El árbol nos atrae, se ha convertido en una metáfora que muestra cómo pensamos en Occidente. El tronco representa la base o, mejor dicho, la unidad en la que todo descansa: de ahí salen las ramas, y las ramas de las ramas, y la ramitas que se encuentran sobre las ramas de las ramas, y las hojas depositadas en las ramas que ornamentan al árbol desde el color verde, rojo y amarillo, y en ocasiones, los frutos jugosos o secos que se encuentran en la extremidad. Pero al final si uno quita el tronco (o la raíz me podrían objetar), no hay ni ramas, ni ramas sobre las ramas, ni hojas que decoran todas las ramas, y ni siquiera esos frutos que saben tan bien.

 

Pensemos en un ejemplo desde la lingüística de Chomsky: en ella, pareciera que la lógica binaria constituye el modelo que define las oraciones. Su árbol que explica el lenguaje es una estructura que comienza desde un punto y procede por dicotomía, tal como un diagrama genealógico.

Sin embargo, esta idea también se puede pensar ontológicamente, y por tanto, tendríamos el derecho a decir que la realidad humana depende de un solo modelo-esencia, y ergo, la coordinación entre individuos está sujeta a un estructura de poder que funciona como un tronco, base de todas las acciones.
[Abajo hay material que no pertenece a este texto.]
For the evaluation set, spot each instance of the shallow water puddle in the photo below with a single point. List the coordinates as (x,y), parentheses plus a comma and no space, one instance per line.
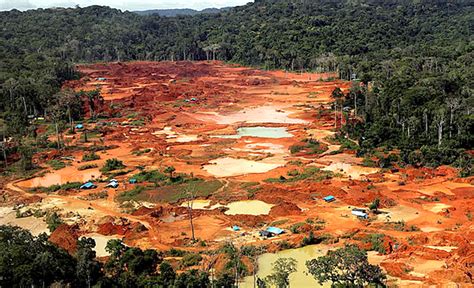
(201,204)
(354,171)
(259,131)
(297,279)
(61,177)
(35,225)
(101,243)
(248,207)
(262,114)
(175,137)
(227,166)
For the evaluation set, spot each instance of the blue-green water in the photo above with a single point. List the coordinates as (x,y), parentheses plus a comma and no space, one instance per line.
(262,132)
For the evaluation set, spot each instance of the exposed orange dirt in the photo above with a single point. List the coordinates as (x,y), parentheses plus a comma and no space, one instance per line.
(180,112)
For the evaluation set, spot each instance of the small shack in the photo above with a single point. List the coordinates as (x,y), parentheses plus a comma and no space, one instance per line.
(271,232)
(360,213)
(113,183)
(88,185)
(329,198)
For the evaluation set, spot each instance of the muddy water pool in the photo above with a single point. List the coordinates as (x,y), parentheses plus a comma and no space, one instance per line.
(259,131)
(297,279)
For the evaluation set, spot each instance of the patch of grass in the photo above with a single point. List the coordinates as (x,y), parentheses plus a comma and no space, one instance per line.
(87,166)
(90,157)
(171,193)
(400,226)
(56,164)
(153,176)
(376,241)
(311,146)
(311,173)
(54,188)
(175,193)
(344,142)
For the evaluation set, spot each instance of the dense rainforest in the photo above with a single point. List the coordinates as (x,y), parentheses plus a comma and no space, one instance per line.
(414,58)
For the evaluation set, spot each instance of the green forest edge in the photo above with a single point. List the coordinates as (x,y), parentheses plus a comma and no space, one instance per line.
(414,59)
(33,261)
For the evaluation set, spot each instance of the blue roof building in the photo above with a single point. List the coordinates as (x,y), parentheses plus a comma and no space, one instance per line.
(88,185)
(329,198)
(275,230)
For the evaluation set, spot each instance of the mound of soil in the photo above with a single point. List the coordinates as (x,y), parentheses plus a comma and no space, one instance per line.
(285,209)
(65,236)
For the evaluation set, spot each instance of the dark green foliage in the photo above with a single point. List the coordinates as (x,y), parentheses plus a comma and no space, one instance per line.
(53,220)
(88,268)
(281,270)
(153,176)
(414,59)
(192,279)
(190,259)
(27,261)
(346,267)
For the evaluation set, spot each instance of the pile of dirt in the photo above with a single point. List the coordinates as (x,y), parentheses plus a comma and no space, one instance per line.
(285,209)
(66,236)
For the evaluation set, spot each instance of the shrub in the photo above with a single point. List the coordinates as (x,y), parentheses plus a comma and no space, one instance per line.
(53,220)
(90,157)
(376,240)
(190,259)
(87,166)
(131,194)
(56,164)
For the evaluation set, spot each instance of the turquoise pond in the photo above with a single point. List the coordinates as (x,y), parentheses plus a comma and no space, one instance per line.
(262,132)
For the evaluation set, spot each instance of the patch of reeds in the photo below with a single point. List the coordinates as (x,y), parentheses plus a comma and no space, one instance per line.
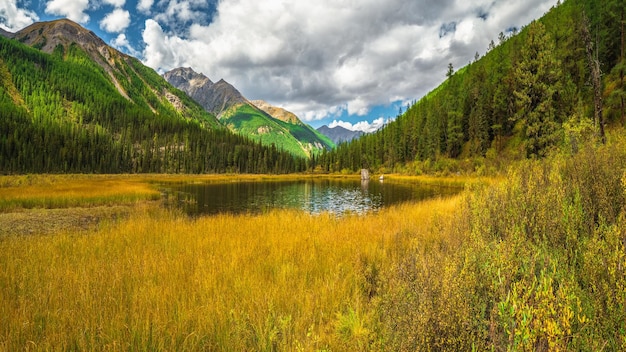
(284,280)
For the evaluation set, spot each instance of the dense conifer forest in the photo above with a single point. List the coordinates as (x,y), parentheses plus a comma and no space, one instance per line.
(61,113)
(533,91)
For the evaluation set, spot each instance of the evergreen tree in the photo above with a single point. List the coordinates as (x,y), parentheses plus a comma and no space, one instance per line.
(538,81)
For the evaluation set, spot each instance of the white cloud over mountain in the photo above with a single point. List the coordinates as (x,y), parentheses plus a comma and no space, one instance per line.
(75,10)
(13,18)
(320,58)
(116,21)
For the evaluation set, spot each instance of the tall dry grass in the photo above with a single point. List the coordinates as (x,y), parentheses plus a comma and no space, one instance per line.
(64,191)
(158,280)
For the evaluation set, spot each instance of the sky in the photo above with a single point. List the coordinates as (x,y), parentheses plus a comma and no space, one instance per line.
(352,63)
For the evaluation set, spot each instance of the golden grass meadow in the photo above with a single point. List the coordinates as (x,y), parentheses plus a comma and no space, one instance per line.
(158,280)
(533,260)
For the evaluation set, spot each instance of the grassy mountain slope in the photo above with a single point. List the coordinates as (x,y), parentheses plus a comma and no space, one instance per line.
(65,111)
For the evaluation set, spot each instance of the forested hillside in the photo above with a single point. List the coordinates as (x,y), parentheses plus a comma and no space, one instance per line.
(553,84)
(61,112)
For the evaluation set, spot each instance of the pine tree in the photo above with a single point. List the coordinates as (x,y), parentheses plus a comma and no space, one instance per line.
(538,81)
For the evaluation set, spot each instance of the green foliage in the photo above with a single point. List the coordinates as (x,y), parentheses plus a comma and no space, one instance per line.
(63,113)
(513,101)
(536,262)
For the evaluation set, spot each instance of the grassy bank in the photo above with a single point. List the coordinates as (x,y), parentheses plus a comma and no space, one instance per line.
(157,280)
(534,261)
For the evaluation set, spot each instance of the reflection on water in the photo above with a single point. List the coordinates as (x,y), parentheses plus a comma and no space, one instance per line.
(312,195)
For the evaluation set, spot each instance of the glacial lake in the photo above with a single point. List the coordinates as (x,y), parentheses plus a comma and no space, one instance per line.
(314,195)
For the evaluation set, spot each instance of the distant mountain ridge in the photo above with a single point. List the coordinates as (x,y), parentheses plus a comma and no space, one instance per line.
(277,113)
(339,134)
(70,103)
(265,123)
(216,98)
(5,34)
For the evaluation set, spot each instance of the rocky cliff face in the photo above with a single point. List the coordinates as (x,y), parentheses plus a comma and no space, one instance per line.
(5,33)
(277,113)
(215,98)
(48,36)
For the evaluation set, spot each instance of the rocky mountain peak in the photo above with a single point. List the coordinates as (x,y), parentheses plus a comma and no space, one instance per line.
(215,98)
(48,35)
(186,76)
(276,112)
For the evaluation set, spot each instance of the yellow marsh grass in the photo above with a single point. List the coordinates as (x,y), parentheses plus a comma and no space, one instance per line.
(284,280)
(62,191)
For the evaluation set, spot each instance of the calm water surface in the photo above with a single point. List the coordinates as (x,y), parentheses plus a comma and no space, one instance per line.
(315,196)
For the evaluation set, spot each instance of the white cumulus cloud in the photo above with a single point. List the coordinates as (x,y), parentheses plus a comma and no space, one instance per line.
(316,58)
(144,6)
(363,126)
(116,3)
(116,21)
(72,9)
(13,18)
(121,43)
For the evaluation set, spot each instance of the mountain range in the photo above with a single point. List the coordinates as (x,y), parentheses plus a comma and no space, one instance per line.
(264,123)
(71,103)
(339,134)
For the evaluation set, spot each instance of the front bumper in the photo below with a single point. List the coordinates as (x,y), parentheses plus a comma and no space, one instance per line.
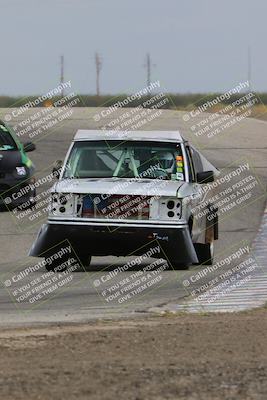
(118,239)
(12,192)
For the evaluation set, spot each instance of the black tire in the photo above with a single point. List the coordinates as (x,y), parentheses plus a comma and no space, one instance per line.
(57,265)
(85,260)
(177,266)
(205,253)
(62,264)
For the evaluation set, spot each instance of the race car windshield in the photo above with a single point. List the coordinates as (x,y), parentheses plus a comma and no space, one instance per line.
(107,159)
(6,140)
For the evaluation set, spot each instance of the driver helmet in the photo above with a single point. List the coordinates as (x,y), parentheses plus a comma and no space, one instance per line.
(166,160)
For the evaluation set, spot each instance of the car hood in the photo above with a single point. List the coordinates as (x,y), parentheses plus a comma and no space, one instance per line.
(146,187)
(9,160)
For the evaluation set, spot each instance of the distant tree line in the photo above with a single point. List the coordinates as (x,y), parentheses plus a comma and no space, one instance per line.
(175,100)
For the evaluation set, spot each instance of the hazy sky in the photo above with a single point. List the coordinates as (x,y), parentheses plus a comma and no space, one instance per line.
(196,45)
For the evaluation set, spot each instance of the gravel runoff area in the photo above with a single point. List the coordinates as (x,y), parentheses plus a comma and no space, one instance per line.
(183,356)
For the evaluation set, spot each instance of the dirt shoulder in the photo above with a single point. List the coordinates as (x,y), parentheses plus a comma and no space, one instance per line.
(182,357)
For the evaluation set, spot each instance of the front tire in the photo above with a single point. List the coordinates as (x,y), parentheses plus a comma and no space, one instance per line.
(177,266)
(205,253)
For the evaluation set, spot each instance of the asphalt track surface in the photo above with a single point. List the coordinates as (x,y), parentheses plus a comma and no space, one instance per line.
(80,301)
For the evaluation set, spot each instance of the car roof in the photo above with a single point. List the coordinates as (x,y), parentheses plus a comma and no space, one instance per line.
(160,136)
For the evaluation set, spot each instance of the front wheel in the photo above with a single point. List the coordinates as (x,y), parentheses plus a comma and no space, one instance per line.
(66,262)
(205,253)
(177,265)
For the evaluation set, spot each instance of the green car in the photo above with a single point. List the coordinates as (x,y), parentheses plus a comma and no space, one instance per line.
(17,180)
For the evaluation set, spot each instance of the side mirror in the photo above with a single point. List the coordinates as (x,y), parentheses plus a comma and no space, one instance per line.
(205,177)
(29,146)
(57,168)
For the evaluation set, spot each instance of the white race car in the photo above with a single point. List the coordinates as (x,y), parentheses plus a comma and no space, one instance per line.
(118,193)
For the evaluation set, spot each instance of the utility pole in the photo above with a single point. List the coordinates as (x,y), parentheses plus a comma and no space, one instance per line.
(148,65)
(249,68)
(62,74)
(98,64)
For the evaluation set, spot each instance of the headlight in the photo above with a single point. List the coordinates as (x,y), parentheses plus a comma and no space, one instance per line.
(21,171)
(166,209)
(62,204)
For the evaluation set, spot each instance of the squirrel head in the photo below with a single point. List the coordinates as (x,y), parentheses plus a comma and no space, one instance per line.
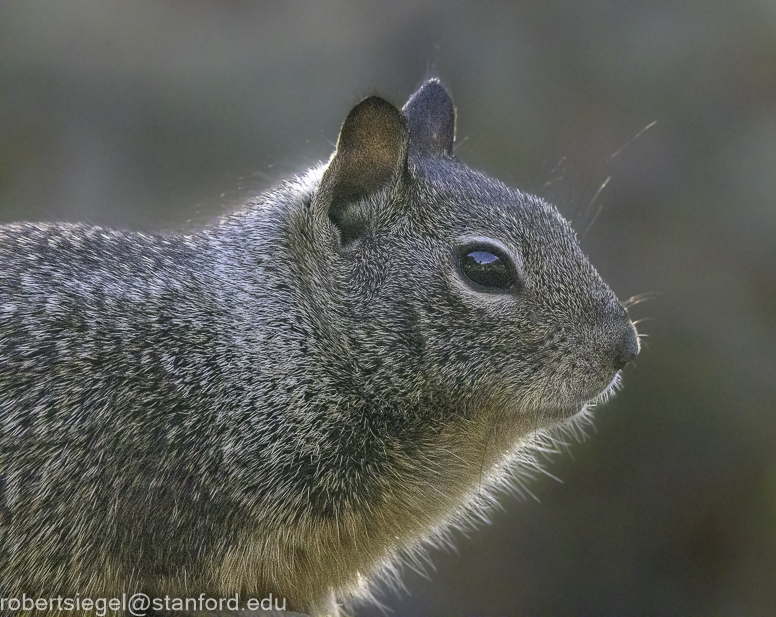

Fuera de esto, Deleuze y Guattari proponen otra forma: el rizoma. Un modelo, en el cual, la formación de los elementos no sigue líneas de subordinación jerárquica; es un sistema sin centro, jerarquías o significado imperante; se define, únicamente, por una circulación de estados. Con otras palabras, el rizoma, visto ontológicamente, es una red limitada, en la que la relación no se realiza por rutas dadas por adelantado, sino que todos los participantes son intercambiables. De suerte que la coordinación de las operaciones locales y la sincronización de lo finito genera un resultado global sin un cuerpo central, que en la metáfora del árbol sería el tronco-esencia.


Traduzcamos lo dicho a Internet. Si descargamos un mapa sociométrico de las conexiones que generamos en Twitter o Facebook, podríamos ver cómo en cierto tiempo se ha construido una estructura parecida a estos tallos subterráneos que mantienen cierta forma, pero que su crecimiento no está definido del todo por un eje central. Estos tallos son como la mala hierba, némesis de los esfuerzos humanos para construir una ciudad cemento: así lo rizomático trasciende la lógica definida a priori, crece entre las cosas, llena el vacío, en fin, permite la línea de fuga de la estructura definida por el cemento y los árboles que decoran la ciudad.

Empero, no radicalicemos, como bien prevé Reynoso en su libro Árboles y Redes, crítica al pensamiento rizomático, no es que no haya jerarquías nunca, y que necesariamente hay en las redes una bondad, una armonía con la naturaleza o un igualitarismo constitutivo, habría que ver las redes de prostitución y de trata de blancas para desestimar esta idea.


No establezcamos una dicotomía: árbol vs rizoma. No es que todo sea caos en Internet o  en la constitución del saber o la formulación de enunciados, sino que sí hay estructura, pero con el devenir, ésta puede variar, puede mutar, es susceptible a que aparezca la mala hierba ya mencionada, o en el ejemplo de Internet, que el grafo tome otra forma muy distinta y que el eje central (que actuaba en ese momento) se difumine. De modo que la estructura o el árbol siempre es parcial, dentro de lo arbóreo hay una lógica rizomática que actúa de forma tenue, de forma subrepticia.


En suma, podríamos decir que la conformación de redes sociales en Internet sí forma ciertas estructuras que funcionan como árboles-raíz, y que materializan jerarquías, centros de poder, entre otros. Pero esto no es universal, el cambio y la hibridez también constituyen las conexiones humanas. Como bien dice Deleuze, “lo fundamental es pensar que tanto el árbol raíz como el rizoma canal no se oponen como modelos: uno actúa como modelo y como calco trascendente, incluso si engendra sus propias fugas. El otro actúa como un proceso inmanente que destruye el modelo y esboza un mapa, incluso si constituye sus propias jerarquías” (p. 47).

 

Por Luis Jaime González Gil

Maestro en Psicología Social por la Universidad Autónoma de Barcelona y Director de eResearch en Antropomedia 

Email: luisjaime@antropomedia.com


Referencias

Deleuze, G. & Guattari, F. (1977). Rizoma: Introducción. Valencia: Pretextos.

Reynoso, C. (2013). Árboles y redes: crítica del pensamiento rizomático. Buenos Aires: Ediciones desde abajo.